Introduction
Le tuba est la basse fondamentale des cuivres. Contrairement à une idée reçue, il ne se limite pas à un rôle d'accompagnement pesant. Sa tessiture étendue, sa capacité à jouer avec agilité et la palette de nuances, du pianissimo le plus doux au fortissimo le plus héroïque, en font un instrument versatile et expressif. Il existe sous plusieurs formes : le tuba en ut ou en fa pour l'orchestre symphonique, le tuba en si♭ pour les harmonies et les fanfares, le sousaphone (enroulé pour être porté en marchant) et l'euphonium (ténor-basse au son plus lyrique).
Histoire
Le tuba moderne est une invention du XIXe siècle, née du besoin d'une basse aux cuivres à pistons. En 1835, les luthiers allemands Johann Gottfried Moritz et Wilhelm Wieprecht, à Berlin, brevètent un « Bass-Tuba » en fa, doté de cinq pistons à barillet. Cet instrument, au tube conique et au son plus rond que les ophicléides (qu'il remplace) ou les serpents, s'impose rapidement. Son adoption par les compositeurs romantiques, comme Richard Wagner qui en exigea un ensemble pour sa Tétralogie (les fameux « Tubas wagnériens »), consolida sa place à l'orchestre. Son évolution continua avec l'amélioration des systèmes de pistons (périnet, rotatifs) et l'adaptation à différents besoins, donnant naissance à la diversité des modèles actuels.
Fabrication
La fabrication d'un tuba est un processus complexe et artisanal. Elle commence par la découpe et le martelage à la main ou au marteau-pilon de feuilles de laiton pour former les différentes sections coniques (branche d'embouchure, corps, coulisses, pavillon). Le pavillon est souvent réalisé à partir d'un disque de métal embouti et martelé. Les pièces sont ensuite soudées à l'argent. Les pistons, éléments cruciaux, sont usinés avec une précision micrométrique pour assurer un coulissement parfait dans leurs cylindres. L'instrument subit ensuite un nettoyage chimique (décapage), un polissage, un ajustage méticuleux de toutes les coulisses, et souvent un vernissage ou une argenture pour la finition et la protection. L'embouchure, séparée, est généralement tournée dans un bloc de laiton puis argentée ou dorée.
Technique
La technique du tuba repose sur les mêmes principes que les autres cuivres : la vibration des lèvres du musicien dans l'embouchure crée la note fondamentale, modifiée par la pression d'air (souffle) et la longueur du tube, actionnée par les pistons.
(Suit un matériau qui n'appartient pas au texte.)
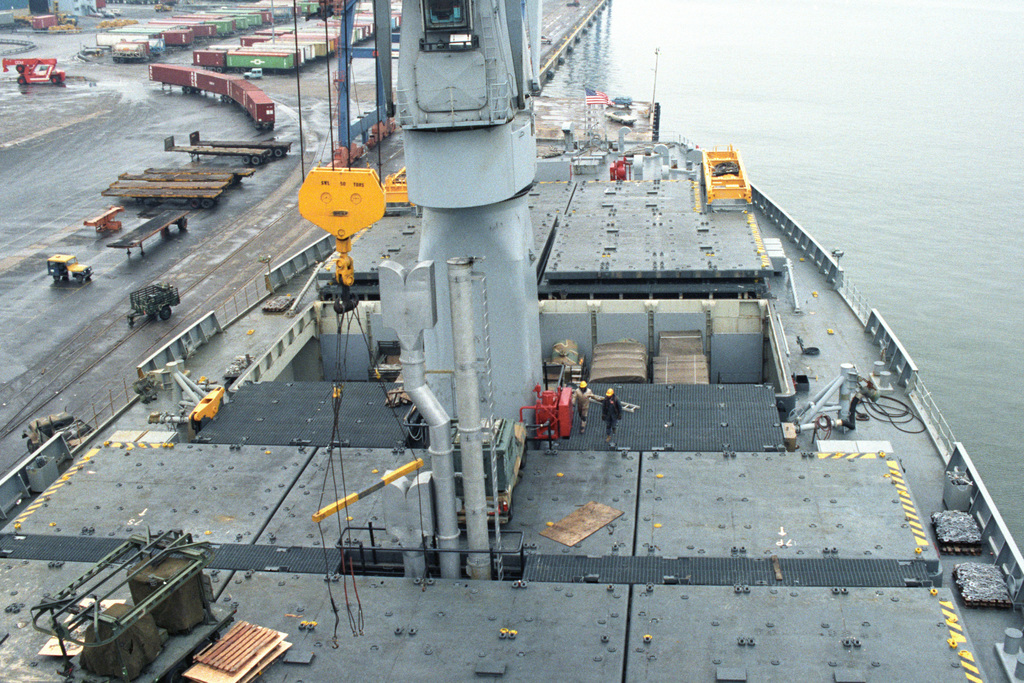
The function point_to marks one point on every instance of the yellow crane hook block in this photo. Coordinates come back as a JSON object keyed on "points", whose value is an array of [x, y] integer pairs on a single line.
{"points": [[342, 202]]}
La spécificité réside dans le volume d'air considérable nécessaire et la grande mobilité des lèvres requise pour couvrir la large tessiture. La main droite opère les pistons, tandis que la gauche soutient l'instrument. La technique moderne a considérablement développé la vélocité, le legato, les trilles et les multiphoniques. Le tubiste utilise aussi des sourdines (en métal, fibre ou plastique) pour modifier le timbre.
Repertoire
Bien que souvent associé aux marches militaires et aux harmonies, le répertoire soliste et orchestral du tuba est vaste. À l'orchestre, il brille dans « Les Tableaux d'une exposition » de Moussorgski/Ravel (« Bydlo »), les symphonies de Gustav Mahler, de Dmitri Chostakovitch, et dans les opéras de Wagner. Le répertoire soliste s'est enrichi au XXe et XXIe siècles avec des concertos majeurs de Ralph Vaughan Williams, John Williams, Edward Gregson, et des œuvres de compositeurs comme Paul Hindemith, Kalevi Aho ou Bruce Broughton. Il tient également une place centrale dans le jazz (notamment avec le contrebassiste/tubiste américain Howard Johnson) et la musique de chambre de cuivres.
Musiciens Celebres
Pionniers : William Bell (premier tubiste de l'Orchestre Symphonique de New York), Arnold Jacobs (légendaire pédagogue de l'Orchestre Symphonique de Chicago). Solistes modernes : Roger Bobo (États-Unis), Øystein Baadsvik (Norvège), Gene Pokorny (États-Unis), James Gourlay (Royaume-Uni). En France : Melvyn Poore, Stéphane Labeyrie. En jazz : Howard Johnson, Bob Stewart, Thelonious Monk Jr. (fils du pianiste).